Amid reports that the island’s two new government-owned vessels have not been put into service because they have too little space for passenger luggage,
a U.S. Coast Guard official acknowledged the vessels have yet to be officially inspected. 

“We have gone out and taken a cursory look at them in regards to anything major,” Lt. Commander Bryson Spangler of the U.S. Coast Guard on St. Thomas told Tradewinds Thursday, January 16. “They have not undergone inspection for certification.”

Lt. Cmdr. Spangler said the USCG inspection is awaiting DPW “finalizing contracts with Varlack (Ventures) and TS (Transportation Services),” the two private companies who share the operation of the St. John ferry service.

“The hold up is more on Public Works side,” Lt. Cmdr. Spangler said. “We will make ourselves available.”

The USCG official acknowledged there were some unresolved issues between the private ferry companies and the territorial officials

“The real reason is we’re not sure which company has which vessel,” Lt. Cmdr. Spangler said. “The territory is going to own them, but Varlack and Transportation Services will be the operators.”

Despite reports that the ferry companies, who each own the ferries they currently operate on the shared run between Cruz Bay and Red Hook, St.
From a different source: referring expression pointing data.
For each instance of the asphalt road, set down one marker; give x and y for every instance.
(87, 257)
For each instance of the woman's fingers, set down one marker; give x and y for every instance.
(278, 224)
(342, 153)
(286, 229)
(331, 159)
Thomas, do not want to operate government-owned vessels, the USCG inspections and crew training should not significantly delay putting the vessels into service, the USCG officer said. 

Inspection and drills “won’t take long — once we get word,” Lt. Cmdr. Spangler added. “We also will be doing (safety) drills; but we can’t do that until the crews are identified.”

Lt. Cmdr. Spangler said he was aware of reports that the delay in putting the new ferries into service ostensibly involved dissatisfaction with the amount of luggage space on the new vessels.

“I have heard that they are not happy with the amount of luggage space,” the USCG officer said. “They [the ferry operators] probably would have been happier with more [luggage space].”

“They are designed to carry more people,” Lt. Cmdr. Spangler added.